Capítulo XIII

TRES HOMBRES BUENOS SE ALEJAN…

En el Rancho Cuadrado X, nombre que correspondía a la marca del ganado que allí se criaba: un cuadrado con una X cuyos brazos unían los cuatro ángulos, todo era actividad. Habían transcurrido algunos días desde el exterminio de la banda de cuatreros. Todos deseaban trabajar, y el trabajo abundaba. Entre los ganados recuperados se encontraba un sin fin de reses pertenecientes al Cuadrado X. El trabajo de seleccionarlas era agotador, y a él coadyuvaron Guzmán y Silveira con su esfuerzo y consejos. Abriles acudía a verles trabajar y sostenía con ellos animadas charlas.

—Esta vez habéis hecho más de policías que de lo clásico en nosotros. Apenas ha habido tiros.

Y esto lo decía con la mirada fija en las ruinas que aún se veían en la lejana Mesa Orondo.

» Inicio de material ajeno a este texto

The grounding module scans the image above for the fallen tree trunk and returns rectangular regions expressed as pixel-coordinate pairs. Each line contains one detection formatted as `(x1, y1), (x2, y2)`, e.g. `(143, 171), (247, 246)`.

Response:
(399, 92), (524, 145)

—No siempre han de hablar las armas —replicó Guzmán—. También a veces debe intervenir el cerebro. Esta vez ha sido trabajo cerebral. Las armas sólo han servido de estorbo.

—Pronto podremos emprender la marcha —dijo Abriles, acariciándose la herida.

—¿Qué dice Carvajal?

—Me da ya por curado. Dice que ahora sólo tengo que reponerme de la debilidad sufrida. Comer bien, beber mejor, descansar mucho. Empiezo a criar grasa. De todas formas aquí no me molesta estar.

—Ya se ve que no te ocurre lo que en el Rancho de los Olmos. Marisol fue veneno para ti.

—No hables así, Silveira. Me duele.

—Perdona —replicó el portugués. Y notando que Guzmán se había alejado, añadió—: Ahora es él quien está cogido en la trampa. No tiene fuerzas para desasirse.

—¿De veras? —preguntó Abriles—. ¿Y ella?

—Está más enamorada que él.

—¡Ojalá se quedara aquí! Guzmán necesita rehacer su vida. Es el que ha sufrido la tragedia más grande. Aunque tuviese que separarme de él me alegraría que se quedase aquí. Roana es divina,

—Yo también quisiera que César dejara los trotes en que va metido, se casara otra vez, y se hiciese ranchero o lo que quisiera. Esta vida no es para él. Guzmán es todo un caballero. Necesita ambiente donde poder lucir su prestancia y su sabiduría.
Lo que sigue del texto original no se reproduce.